I owe everything to the seniors, juniors, and sophomores, tenors, baritones, and basses that I have shared these past four years with.
We have a tradition before every performance, one that was taught to me in my freshman year.
We find the nearest bathroom, huddle together, and, for 10 seconds or so, do whatever we want. Beatboxing, siren noises, free-style rapping, it all comes together in an ear-splitting ‘break-down.’
It’s hard to find a rhythm at first, but after a while, it all begins to work. Voices and movements become the same, and for a few shining moments, we are one. When the time is right, and we always seem to know when that is, we put our hands in the center, and count to three.
One. Two. Three. Tones.
No matter what happens, whether I will ever see my fellow Testostertones again after we graduate, whether any of us will even remember each other’s names in 20 years, I will always have that memory. I will always have the Tones.

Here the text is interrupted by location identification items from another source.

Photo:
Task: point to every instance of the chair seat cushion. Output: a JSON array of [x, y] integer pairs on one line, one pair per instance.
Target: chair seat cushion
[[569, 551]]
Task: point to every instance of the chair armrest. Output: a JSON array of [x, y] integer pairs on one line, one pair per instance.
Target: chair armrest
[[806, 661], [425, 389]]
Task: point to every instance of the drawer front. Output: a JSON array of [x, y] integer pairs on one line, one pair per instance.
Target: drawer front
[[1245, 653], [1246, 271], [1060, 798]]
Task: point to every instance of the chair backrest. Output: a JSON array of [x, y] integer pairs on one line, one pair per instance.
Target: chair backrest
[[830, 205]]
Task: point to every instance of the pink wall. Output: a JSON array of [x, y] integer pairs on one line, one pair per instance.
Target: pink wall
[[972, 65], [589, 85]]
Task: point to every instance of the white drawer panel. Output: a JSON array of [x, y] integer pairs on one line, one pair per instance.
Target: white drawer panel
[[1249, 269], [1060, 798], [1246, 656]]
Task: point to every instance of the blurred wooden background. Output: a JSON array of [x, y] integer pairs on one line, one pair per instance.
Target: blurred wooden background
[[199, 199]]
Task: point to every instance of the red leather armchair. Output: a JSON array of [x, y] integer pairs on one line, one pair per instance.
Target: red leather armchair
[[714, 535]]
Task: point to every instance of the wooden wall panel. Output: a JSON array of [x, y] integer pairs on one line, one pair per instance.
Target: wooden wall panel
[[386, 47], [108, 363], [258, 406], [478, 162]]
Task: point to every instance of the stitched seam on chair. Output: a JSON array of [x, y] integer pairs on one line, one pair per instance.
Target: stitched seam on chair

In four years at PHS, I have never met a more different, overexcited, genuine, supportive, and dedicated group of people that I am proud to call my friends. We are future journalists, saxophone players, UN delegates, soccer players, C++ programmers, but for now, during my last year in the greatest boy-band I know, we are much less complex. Simply put, we are men, and we like to sing.
Jinwoo Chong is a senior at Princeton High School.